At first, he blamed the chemo, which stole his sense of taste. Later, with the radiation, he was too nauseous to keep anything down. Now, he can only say that he isn’t interested in food any longer, and anyway is full after even the smallest morsel.
Lara scoops another spoonful of the amber soup and holds it to his mouth.
“Just one more, dad. Please.”
Her father leans forward. He breathes in the scent, redolent with earthy, autumnal aromas, fragrant with cardamom and star anise, but the steam tickles his dry throat into a fit of coughing. He holds his hands up and Lara leans back.
She turns away from her father, but her gaze falls upon her mother’s empty chair. She looks out the window at the leaves turning ochre in the cold sunshine so that he will not see the tears she is fighting back. He is pushing away the soup, pushing away Lara, pushing away, she thinks, his life.
“Oh, dad,” she says. “Oh, dad. What are we going to do?”

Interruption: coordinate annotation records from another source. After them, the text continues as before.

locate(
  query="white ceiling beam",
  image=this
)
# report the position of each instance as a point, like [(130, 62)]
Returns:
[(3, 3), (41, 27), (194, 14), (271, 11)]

First, brine your phoenix in seawater seasoned with pennywort and asafoetida. If you have no phoenix to hand, see instructions below. Otherwise, proceed to the following step.
Lara learned to cook at her father’s knee and followed in his footsteps to become a chef. But these days, she stays home and cares for him. A few times a week, she manages a brief outing while the personal support workers bathe, shave, and dress him. But those hours off aren’t a rest. She isn’t catching up with girlfriends over brunch. She is running to the pharmacy, hurrying through the supermarket.
But outside she remembers a whole world is revolving, a season turning, misty mornings and the loamy smell of fallen leaves slick on pavement. She steps outside and remembers that once she was a little girl, laughing as her father flung her into a pile of leaves.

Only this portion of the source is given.